0:40:57 > 0:41:00What sort of backward thinking is that?!

0:41:00 > 0:41:02"This is what we haven't got enough of,

0:41:02 > 0:41:04"venomous snakes in the long rough."

0:41:07 > 0:41:11Well, it adds a little, because it was getting too easy, that par-4.

0:41:11 > 0:41:15The answer is if you do go somewhere where you think there may be

0:41:15 > 0:41:18venomous snakes, find out where the nearest hospital is

0:41:18 > 0:41:21that has antivenom, because that's really the best thing you can have.

0:41:21 > 0:41:25But in Britain it's going to be fine. An adder is not going to kill.

0:41:25 > 0:41:28I would still offer to suck you, Cariad.

0:41:28 > 0:41:31It's the right thing to do.

0:41:31 > 0:41:35If your friend has been bitten by a snake, all you need is car keys.

0:41:35 > 0:41:37Any other course of action sucks.

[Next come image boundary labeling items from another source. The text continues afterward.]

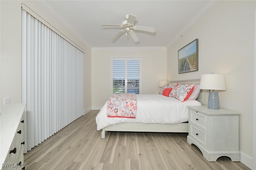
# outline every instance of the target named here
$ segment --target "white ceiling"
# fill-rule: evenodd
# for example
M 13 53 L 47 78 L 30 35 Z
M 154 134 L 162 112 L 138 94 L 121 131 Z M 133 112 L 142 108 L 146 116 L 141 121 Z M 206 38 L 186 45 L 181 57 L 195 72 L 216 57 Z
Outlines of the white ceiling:
M 40 3 L 89 47 L 166 47 L 202 16 L 216 0 L 44 0 Z M 134 25 L 154 27 L 154 33 L 135 32 L 110 39 L 121 28 L 125 16 L 137 16 Z

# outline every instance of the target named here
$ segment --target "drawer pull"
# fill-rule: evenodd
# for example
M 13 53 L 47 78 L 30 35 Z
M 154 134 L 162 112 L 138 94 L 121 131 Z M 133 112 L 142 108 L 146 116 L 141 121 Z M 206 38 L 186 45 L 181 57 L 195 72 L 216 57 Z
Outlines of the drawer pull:
M 13 153 L 14 154 L 16 153 L 16 148 L 14 148 L 14 149 L 13 149 L 13 150 L 10 150 L 10 154 L 12 153 Z

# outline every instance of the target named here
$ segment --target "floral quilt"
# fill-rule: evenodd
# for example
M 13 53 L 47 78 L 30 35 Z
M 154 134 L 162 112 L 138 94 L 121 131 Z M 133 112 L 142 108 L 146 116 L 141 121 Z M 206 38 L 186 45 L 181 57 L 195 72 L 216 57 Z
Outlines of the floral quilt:
M 107 116 L 110 117 L 135 118 L 137 113 L 137 97 L 135 93 L 115 94 L 109 98 Z

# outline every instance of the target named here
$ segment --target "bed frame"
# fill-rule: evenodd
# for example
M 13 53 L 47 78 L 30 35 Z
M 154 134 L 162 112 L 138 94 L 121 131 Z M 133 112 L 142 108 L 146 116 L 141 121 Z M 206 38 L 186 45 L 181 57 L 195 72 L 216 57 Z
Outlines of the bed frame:
M 179 84 L 200 83 L 200 79 L 181 81 L 172 81 L 170 84 L 177 82 Z M 206 91 L 201 90 L 197 100 L 202 105 L 207 104 L 208 93 Z M 207 100 L 206 100 L 207 99 Z M 142 123 L 122 123 L 111 125 L 102 129 L 101 138 L 105 138 L 106 131 L 144 132 L 188 132 L 188 123 L 182 123 L 178 124 L 157 124 Z

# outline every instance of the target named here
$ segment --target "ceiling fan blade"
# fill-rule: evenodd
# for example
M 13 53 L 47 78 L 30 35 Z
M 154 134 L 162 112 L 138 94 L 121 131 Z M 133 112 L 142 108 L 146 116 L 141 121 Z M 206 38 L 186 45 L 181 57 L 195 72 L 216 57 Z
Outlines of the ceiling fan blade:
M 152 27 L 144 27 L 143 26 L 134 26 L 133 29 L 135 30 L 143 31 L 144 31 L 155 32 L 155 28 Z
M 129 33 L 129 34 L 131 36 L 131 37 L 133 40 L 133 41 L 134 41 L 134 43 L 136 43 L 136 42 L 138 42 L 140 41 L 139 39 L 138 38 L 138 37 L 137 37 L 137 35 L 136 35 L 136 34 L 135 34 L 135 33 L 133 31 L 130 30 L 130 31 L 128 32 L 128 33 Z
M 129 14 L 128 18 L 127 19 L 127 23 L 131 25 L 132 25 L 133 22 L 135 20 L 135 19 L 137 17 L 132 14 Z
M 116 33 L 116 34 L 114 35 L 114 36 L 112 37 L 111 38 L 110 38 L 110 39 L 114 40 L 114 39 L 118 37 L 119 36 L 121 35 L 124 32 L 125 32 L 124 29 L 122 29 L 119 31 L 117 33 Z
M 108 23 L 103 23 L 103 24 L 101 25 L 101 26 L 117 26 L 118 27 L 121 27 L 122 26 L 122 25 L 118 25 L 118 24 L 108 24 Z

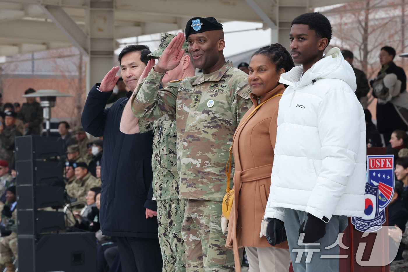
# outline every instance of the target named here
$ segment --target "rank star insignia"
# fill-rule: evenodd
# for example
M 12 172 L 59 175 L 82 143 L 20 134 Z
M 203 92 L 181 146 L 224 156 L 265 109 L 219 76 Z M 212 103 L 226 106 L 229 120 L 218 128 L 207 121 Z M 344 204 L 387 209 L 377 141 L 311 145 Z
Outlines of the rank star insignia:
M 191 21 L 191 27 L 195 31 L 198 31 L 201 29 L 201 26 L 203 23 L 200 22 L 200 19 L 197 19 Z

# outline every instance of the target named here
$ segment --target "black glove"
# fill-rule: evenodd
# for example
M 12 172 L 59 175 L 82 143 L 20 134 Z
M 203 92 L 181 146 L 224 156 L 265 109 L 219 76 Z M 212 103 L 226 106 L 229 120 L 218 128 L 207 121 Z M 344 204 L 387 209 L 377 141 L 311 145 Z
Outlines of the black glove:
M 314 215 L 308 214 L 307 217 L 299 228 L 299 236 L 302 232 L 305 233 L 304 243 L 314 243 L 326 235 L 326 223 Z
M 288 240 L 285 223 L 276 218 L 269 218 L 266 226 L 266 240 L 272 245 L 276 245 Z
M 7 205 L 4 205 L 3 207 L 3 210 L 2 211 L 1 214 L 6 217 L 10 218 L 11 217 L 11 210 L 10 210 L 9 207 Z

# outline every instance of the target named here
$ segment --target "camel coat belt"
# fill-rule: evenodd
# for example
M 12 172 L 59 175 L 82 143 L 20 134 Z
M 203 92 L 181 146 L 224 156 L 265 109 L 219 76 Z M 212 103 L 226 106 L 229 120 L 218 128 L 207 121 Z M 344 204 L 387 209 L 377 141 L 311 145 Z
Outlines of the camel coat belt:
M 262 103 L 284 90 L 284 85 L 280 84 L 261 97 L 251 94 L 254 106 L 241 122 L 258 105 L 259 98 Z M 234 250 L 235 263 L 240 263 L 238 248 L 272 246 L 266 237 L 260 238 L 259 235 L 269 195 L 280 98 L 278 96 L 266 102 L 245 123 L 240 123 L 235 132 L 233 147 L 235 195 L 226 244 L 227 247 Z M 288 249 L 286 241 L 274 247 Z M 237 272 L 240 271 L 239 267 L 235 267 Z

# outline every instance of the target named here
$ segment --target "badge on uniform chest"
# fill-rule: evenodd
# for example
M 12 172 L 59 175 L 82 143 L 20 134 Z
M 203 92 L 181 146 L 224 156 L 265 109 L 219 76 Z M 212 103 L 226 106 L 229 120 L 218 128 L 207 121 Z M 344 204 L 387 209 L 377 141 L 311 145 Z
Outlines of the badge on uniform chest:
M 191 99 L 191 105 L 190 107 L 191 109 L 197 109 L 200 103 L 200 99 L 201 99 L 201 95 L 199 94 L 195 94 L 193 96 Z

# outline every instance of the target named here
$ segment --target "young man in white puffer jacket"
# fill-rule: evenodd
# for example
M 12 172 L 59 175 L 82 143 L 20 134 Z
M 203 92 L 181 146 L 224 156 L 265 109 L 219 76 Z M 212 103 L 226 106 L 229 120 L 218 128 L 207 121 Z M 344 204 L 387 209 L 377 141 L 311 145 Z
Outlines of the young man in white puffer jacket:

0:41:37 > 0:41:40Which brings us to the end of our feast of questions,

0:41:40 > 0:41:44and so all that's left for me to do is to let you know... Ooh!

0:41:44 > 0:41:45How the scores are doing.

0:41:45 > 0:41:47They're doing rather wonderfully.

0:41:47 > 0:41:50In first place with a magnificent plus four,

0:41:50 > 0:41:52wearing plus-fours,

0:41:52 > 0:41:54is Phill Jupitus!

0:41:54 > 0:41:57APPLAUSE

0:41:58 > 0:42:02And with a very stunning score of nothing,

0:42:02 > 0:42:05wearing nothing - oh, that doesn't work -

0:42:05 > 0:42:08zero, Cariad!

0:42:08 > 0:42:11APPLAUSE

0:42:14 > 0:42:18It seems so unfair, because he had the most information,

0:42:18 > 0:42:21but third-place for Dermot O'Leary with minus ten!

0:42:21 > 0:42:24APPLAUSE

0:42:29 > 0:42:32And a very respectable - for Alan - minus 16!

0:42:32 > 0:42:34APPLAUSE

0:42:40 > 0:42:44So it's thank you from Cariad, Phill, Dermot, Alan and me,

0:42:44 > 0:42:47and I leave you with this mealtime story

0:42:47 > 0:42:48about rissoles.

0:42:48 > 0:42:51Man goes into a restaurant and looks at the menu

0:42:51 > 0:42:54and says to the waiter, "I'll have some pissoles, please."

0:42:54 > 0:42:57And the waiter says, "No, sir, that's an R."

0:42:57 > 0:43:00He says, "Oh, I'll have some R-soles then." Thank you.